Dauerbackwaren

Dauerbackwaren

Früher stand die Vorratshaltung vor allem im Zeichen drohender Not, heute ist sie eher Ausdruck von Bequemlichkeit. Nicht unbedingt einkaufen gehen zu müssen, wenn das Brot zur Neige geht - für Berufstätige wie für Haushalte mit Kindern sind haltbare Backwaren eine praktische Alternative zu Frischbrot.

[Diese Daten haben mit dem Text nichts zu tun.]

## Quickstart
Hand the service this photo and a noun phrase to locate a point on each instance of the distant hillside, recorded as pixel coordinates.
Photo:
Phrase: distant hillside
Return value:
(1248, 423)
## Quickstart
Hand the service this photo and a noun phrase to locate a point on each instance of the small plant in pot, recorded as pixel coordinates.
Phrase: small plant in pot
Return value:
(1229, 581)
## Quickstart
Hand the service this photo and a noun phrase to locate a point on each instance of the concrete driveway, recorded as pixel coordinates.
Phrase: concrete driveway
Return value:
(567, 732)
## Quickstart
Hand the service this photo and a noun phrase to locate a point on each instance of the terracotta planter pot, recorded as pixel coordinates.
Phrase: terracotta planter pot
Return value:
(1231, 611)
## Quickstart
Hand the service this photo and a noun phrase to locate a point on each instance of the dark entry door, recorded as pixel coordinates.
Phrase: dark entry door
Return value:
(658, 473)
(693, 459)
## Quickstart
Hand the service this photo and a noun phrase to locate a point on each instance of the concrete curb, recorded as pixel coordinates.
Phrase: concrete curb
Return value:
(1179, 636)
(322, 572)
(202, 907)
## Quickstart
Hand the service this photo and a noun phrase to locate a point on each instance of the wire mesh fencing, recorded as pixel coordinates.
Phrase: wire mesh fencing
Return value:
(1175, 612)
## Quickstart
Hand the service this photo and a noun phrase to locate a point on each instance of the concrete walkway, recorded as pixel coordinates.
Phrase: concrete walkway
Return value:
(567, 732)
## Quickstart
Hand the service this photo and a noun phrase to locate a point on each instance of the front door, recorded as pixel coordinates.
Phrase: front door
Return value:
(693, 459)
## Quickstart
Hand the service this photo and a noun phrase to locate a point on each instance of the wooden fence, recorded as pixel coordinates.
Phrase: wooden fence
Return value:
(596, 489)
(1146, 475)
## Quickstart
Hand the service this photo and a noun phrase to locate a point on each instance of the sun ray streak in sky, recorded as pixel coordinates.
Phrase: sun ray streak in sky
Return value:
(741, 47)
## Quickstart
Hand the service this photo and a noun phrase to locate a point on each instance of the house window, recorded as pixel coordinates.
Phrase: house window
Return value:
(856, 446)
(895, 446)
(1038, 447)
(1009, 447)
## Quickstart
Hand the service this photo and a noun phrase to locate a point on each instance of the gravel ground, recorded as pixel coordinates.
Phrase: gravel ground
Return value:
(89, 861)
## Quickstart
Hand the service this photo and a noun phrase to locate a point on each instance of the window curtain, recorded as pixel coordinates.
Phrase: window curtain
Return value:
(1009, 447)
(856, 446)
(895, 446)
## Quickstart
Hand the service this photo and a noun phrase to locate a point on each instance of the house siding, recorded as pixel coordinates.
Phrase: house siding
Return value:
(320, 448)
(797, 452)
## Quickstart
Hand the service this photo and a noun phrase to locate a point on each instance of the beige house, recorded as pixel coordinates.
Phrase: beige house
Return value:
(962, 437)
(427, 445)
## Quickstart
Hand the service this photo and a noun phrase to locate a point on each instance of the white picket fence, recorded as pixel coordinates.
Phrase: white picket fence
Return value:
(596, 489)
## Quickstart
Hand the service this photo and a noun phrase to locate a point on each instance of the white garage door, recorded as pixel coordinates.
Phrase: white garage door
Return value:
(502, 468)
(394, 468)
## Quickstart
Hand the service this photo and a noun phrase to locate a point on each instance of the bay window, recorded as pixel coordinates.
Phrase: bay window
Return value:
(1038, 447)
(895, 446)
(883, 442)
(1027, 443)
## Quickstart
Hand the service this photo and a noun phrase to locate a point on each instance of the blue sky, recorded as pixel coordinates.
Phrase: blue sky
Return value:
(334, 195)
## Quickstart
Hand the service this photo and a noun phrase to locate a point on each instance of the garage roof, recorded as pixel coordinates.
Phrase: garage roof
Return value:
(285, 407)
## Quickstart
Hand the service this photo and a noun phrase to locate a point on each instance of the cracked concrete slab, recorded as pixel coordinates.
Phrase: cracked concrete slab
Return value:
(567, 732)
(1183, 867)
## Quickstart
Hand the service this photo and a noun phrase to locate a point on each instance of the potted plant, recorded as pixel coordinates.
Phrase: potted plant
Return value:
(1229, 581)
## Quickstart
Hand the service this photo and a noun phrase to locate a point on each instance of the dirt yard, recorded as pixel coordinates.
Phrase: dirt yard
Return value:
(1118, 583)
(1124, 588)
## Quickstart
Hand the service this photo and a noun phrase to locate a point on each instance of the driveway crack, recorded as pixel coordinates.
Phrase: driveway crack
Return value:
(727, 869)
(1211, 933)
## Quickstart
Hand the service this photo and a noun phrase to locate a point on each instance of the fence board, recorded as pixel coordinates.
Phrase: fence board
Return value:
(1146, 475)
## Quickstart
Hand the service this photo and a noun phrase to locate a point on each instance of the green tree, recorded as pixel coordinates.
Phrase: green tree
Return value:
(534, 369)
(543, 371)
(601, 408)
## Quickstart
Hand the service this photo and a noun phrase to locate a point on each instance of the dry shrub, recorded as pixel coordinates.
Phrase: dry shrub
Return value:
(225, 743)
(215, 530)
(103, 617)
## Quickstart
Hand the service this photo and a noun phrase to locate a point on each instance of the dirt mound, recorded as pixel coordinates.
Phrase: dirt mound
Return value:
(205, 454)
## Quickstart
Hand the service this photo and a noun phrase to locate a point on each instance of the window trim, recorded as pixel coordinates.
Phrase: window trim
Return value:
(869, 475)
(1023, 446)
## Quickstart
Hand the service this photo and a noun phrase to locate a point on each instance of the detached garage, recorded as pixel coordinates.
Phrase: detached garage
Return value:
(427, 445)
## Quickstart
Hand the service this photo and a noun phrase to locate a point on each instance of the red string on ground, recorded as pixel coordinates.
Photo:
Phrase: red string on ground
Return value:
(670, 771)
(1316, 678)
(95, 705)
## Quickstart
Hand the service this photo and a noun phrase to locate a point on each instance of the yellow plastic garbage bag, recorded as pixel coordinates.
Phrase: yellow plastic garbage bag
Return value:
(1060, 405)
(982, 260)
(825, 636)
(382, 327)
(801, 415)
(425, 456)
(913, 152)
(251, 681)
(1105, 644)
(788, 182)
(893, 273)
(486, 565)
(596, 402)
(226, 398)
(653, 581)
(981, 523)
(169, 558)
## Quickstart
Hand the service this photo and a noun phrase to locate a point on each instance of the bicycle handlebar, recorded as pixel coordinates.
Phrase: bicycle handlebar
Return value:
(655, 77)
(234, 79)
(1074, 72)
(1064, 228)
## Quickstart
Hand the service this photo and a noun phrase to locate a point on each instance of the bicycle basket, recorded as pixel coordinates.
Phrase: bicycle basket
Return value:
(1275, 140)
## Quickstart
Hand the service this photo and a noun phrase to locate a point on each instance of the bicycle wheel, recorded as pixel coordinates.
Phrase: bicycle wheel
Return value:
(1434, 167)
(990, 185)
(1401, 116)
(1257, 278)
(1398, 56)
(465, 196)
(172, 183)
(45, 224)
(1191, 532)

Ob Brötchen zum Aufbacken, Schwarzbrot in Folie oder Knäckebrot und Zwieback - solche Dauerbackwaren gibt es natürlich auch in Bioqualität.

Knäckebrot

Seine Fans schätzen gleich zwei seiner Eigenschaften - erstens die knackige Konsistenz, zweitens die lange Haltbarkeit. Allerdings schwindet die Knusprigkeit ganz rasch, wenn man Knäckebrot falsch aufbewahrt - etwa in Nachbarschaft mit Frischbrot oder gar im Kühlschrank. Trocken und luftig gelagert, hält Knäckebrot über viele Monate.

Hersteller von Bioknäckebrot backten die schwedische Spezialität "Knäckebröd" ähnlich wie vor rund 500 Jahren ausschließlich aus Roggenvollkornmehl, Wasser und Salz. Die Backkunst hat aber inzwischen mehr Vielfalt entwickelt. Besonders Weizen konnte sich einen gleichberechtigten Platz neben dem Roggen erobern. Außerdem kommen je nach Sorte verschiedene Zutaten wie Olivenöl, Hefe, Gerstenmalzextrakt und Saaten hinzu.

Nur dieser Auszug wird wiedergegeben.